A recomendações se baseiam na opinião de especialistas e provavelmente evoluíram à medida que surgia mais evidências. Embora a neuroinflamação seja um mecanismo proposto, não há evidência suficiente para recomendar terapias anti-inflamatórias para estes pacientes. Bem como existe experiência clínica para síndromes similares, como fibromialgia e POTS, somente existem opções limitadas de tratamento baseadas em evidências para estas condições. Portanto, os tratamentos principais do PCC são o manejo dos sintomas, a reabilitação e as terapias para reduzir a hiperatividade simpática.

A chave do tratamento do PCC é reduzir os sintomas.

Em pacientes com parestesias ou dores de cabeça, são frequentemente prescritos neuromoduladores como duloxetina, amitriptilina, nortriptilina, gabapentina, trazodona e pregabalina, com o benefício adicional de melhorar o sono, uma vez que sofrem frequentemente de insônia.
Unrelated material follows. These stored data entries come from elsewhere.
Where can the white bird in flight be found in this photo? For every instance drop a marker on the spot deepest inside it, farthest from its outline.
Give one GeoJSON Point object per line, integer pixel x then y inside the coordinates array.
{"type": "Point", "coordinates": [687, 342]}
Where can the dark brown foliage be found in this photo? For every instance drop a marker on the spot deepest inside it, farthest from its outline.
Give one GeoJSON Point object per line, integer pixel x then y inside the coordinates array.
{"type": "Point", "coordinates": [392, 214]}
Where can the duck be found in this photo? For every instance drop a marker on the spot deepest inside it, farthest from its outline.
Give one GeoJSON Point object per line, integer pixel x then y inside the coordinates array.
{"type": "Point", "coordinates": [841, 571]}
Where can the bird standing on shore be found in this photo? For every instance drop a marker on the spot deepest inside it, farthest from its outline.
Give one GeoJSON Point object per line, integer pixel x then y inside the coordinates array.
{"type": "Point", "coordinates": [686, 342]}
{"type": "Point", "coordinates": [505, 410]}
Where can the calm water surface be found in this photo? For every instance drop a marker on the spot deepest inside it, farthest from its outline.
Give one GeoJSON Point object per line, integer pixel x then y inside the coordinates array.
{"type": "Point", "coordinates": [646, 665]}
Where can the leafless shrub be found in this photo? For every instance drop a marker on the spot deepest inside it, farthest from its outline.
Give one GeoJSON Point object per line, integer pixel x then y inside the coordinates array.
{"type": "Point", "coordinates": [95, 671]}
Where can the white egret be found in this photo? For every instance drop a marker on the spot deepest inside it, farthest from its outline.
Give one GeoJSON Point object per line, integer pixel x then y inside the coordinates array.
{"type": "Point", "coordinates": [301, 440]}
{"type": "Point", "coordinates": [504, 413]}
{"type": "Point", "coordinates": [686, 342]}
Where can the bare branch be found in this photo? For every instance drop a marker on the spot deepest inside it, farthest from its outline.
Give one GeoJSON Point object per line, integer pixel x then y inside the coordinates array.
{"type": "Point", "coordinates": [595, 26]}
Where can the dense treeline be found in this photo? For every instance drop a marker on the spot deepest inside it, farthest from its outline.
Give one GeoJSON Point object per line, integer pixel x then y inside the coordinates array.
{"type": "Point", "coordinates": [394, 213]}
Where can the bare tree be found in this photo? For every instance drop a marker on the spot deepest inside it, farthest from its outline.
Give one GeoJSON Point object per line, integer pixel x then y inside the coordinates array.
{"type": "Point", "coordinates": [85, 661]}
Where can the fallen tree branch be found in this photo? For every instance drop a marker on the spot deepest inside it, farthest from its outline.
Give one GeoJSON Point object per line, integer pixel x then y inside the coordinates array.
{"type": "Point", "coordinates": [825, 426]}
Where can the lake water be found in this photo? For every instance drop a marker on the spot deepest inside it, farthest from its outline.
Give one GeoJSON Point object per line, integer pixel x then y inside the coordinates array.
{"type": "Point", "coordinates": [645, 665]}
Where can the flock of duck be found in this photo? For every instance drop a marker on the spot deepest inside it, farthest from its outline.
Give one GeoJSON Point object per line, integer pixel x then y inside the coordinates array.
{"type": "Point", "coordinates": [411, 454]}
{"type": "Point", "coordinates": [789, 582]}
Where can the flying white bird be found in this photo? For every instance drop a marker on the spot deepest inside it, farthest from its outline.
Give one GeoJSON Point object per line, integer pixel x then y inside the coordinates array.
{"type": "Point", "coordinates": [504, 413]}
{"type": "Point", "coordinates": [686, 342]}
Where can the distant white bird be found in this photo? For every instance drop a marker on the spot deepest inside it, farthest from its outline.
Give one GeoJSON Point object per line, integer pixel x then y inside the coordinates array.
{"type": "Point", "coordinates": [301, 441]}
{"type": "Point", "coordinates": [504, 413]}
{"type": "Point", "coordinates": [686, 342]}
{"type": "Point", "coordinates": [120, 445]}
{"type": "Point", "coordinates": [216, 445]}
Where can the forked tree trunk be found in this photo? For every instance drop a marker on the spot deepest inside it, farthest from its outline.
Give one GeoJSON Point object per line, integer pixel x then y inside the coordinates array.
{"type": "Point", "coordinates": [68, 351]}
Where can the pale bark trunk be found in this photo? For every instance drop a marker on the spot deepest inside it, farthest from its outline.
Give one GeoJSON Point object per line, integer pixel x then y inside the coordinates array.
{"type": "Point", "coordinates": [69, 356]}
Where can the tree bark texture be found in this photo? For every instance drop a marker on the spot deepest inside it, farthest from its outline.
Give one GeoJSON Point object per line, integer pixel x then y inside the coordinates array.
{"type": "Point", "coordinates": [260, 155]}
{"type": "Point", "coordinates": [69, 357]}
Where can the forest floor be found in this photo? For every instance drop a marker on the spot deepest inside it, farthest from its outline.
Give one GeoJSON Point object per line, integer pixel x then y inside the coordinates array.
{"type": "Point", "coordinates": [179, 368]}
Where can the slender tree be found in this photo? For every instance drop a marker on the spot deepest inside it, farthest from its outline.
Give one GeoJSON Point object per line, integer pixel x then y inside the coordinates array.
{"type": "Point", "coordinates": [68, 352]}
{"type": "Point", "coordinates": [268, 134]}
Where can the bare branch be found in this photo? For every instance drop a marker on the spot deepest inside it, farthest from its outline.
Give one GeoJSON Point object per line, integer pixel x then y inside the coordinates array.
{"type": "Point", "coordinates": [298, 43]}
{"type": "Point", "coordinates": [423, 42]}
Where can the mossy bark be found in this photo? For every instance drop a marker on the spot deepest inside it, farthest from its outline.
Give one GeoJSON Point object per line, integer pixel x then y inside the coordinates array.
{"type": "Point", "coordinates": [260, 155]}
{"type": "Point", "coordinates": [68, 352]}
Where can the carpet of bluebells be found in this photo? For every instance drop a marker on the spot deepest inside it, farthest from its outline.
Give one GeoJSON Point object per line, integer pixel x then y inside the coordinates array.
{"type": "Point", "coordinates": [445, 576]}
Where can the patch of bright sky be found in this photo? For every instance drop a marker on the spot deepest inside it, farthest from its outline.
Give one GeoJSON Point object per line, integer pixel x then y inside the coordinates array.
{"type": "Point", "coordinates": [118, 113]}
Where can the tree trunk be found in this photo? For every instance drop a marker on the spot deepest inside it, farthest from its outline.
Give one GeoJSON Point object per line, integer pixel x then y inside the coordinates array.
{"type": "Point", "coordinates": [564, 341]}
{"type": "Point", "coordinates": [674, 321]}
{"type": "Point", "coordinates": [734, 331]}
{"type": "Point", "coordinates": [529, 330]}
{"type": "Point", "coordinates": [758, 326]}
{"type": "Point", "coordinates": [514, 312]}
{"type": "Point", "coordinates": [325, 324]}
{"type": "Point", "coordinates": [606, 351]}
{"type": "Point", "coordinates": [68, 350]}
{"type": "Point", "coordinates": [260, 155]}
Além disso, esses fármacos podem reduzir mialgias e hipersensibilidade visceral, que parecem ser comuns no PCC. Finalmente, a intolerância ortostática deve ser tratada de acordo com a classificação etiológica padrão da POTS. Analgésicos opioides e benzodiazepínicos devem ser evitados.

Para pacientes com disfunção cognitiva, recomenda-se não tomar medicamentos estimulantes, dada a falta de evidências, o risco de abuso e a propensão ao aumento da atividade simpática e ao mal-estar pós-esforço.

Os tratamentos não farmacológicos, especialmente aqueles que reduzem a hiperatividade simpática, podem ser úteis no tratamento do PCC. Essas terapias incluem conservação de energia, movimentos e atividades suaves, meditação e biofeedback. Alguns destes recursos podem ser geridos através de tecnologias vestíveis, o que pode melhorar a disponibilidade para pacientes com acesso limitado aos cuidados de saúde. Finalmente, embora não haja evidências suficientes para esta recomendação, foram propostas dietas anti-inflamatórias e suplementos como ácidos graxos ômega-3.